The minimum credit score varies by loan type. Conventional loans typically require 620 minimum, with the best rates available at 760+. FHA loans accept as low as 500 with 10% down, or 580 with 3.5% down. VA loans have no official minimum but most lenders require 620. Jumbo loans generally require 720+.
How much should I put down on a house?
There is no single right answer. Putting 20% down eliminates PMI and gives you a smaller loan, but requires more upfront capital. Putting 3% to 5% down gets you into a home sooner and preserves cash for an emergency fund and moving costs, but adds PMI. The right amount depends on your savings, the local market, how long you plan to stay, and whether that capital could earn a better return elsewhere.
What is the difference between interest rate and APR?
The interest rate is the base cost of borrowing the principal. APR (Annual Percentage Rate) includes the interest rate plus lender fees, mortgage points, and certain closing costs, expressed as an annualized rate. APR is always equal to or higher than the interest rate. When comparing loan offers from different lenders, compare APRs rather than interest rates alone to get an accurate picture of total cost.
How long does mortgage approval take in 2026?
Pre-approval typically takes 1 to 3 business days. Full underwriting and loan approval typically takes 20 to 45 days from application to closing for a purchase loan. Having your financial documents ready — two years of tax returns, recent pay stubs, two months of bank statements, and identification — significantly speeds up the process.
Can I pay off my mortgage early without penalty?

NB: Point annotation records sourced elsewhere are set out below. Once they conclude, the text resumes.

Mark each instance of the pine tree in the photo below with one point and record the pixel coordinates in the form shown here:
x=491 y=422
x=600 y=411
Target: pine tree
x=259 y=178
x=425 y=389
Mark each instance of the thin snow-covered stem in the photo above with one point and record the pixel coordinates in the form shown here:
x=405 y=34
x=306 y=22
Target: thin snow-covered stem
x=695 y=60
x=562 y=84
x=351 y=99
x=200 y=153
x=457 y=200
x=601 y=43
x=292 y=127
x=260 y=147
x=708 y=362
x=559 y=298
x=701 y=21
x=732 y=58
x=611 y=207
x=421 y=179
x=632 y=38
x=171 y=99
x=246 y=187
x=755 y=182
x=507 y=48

Most conventional, FHA, VA, and jumbo loans in 2026 have no prepayment penalty. However, some lenders impose a soft prepayment penalty — typically 2% of the outstanding balance — if you pay off the loan within the first 3 to 5 years. Always check your loan agreement. If your loan has a prepayment penalty clause, factor it into any refinancing or payoff decision.
What happens if I miss a mortgage payment?
Missing a payment by one day technically puts you in default, but most lenders have a 15-day grace period before charging a late fee (typically 3% to 6% of the payment amount). After 30 days, the missed payment is reported to credit bureaus and damages your credit score. After 90 to 120 days of non-payment, the lender can begin foreclosure proceedings. If you are facing financial hardship, contact your servicer immediately — most lenders offer forbearance, loan modification, or repayment plans before initiating foreclosure.
Mortgage Calculator Disclaimer
This mortgage calculator is for informational and educational purposes only. Results are estimates based on the inputs provided. Actual monthly payments, interest rates, total costs, and loan terms will vary based on your credit score, lender, loan type, property location, debt-to-income ratio, down payment, and current market conditions at the time of your application. PMI estimates use an assumed rate of 0.85% of the loan balance per year — actual PMI rates vary by lender and borrower profile. This tool does not constitute financial advice, tax advice, or a loan commitment. Consult a licensed mortgage professional or HUD-approved housing counselor before making any real estate or financing decisions.
Mortgage rate data sourced from Freddie Mac Primary Mortgage Market Survey (PMMS), Bankrate, and Fortune as of the week of March 24, 2026. Rates shown are national averages for well-qualified borrowers. Your rate may vary.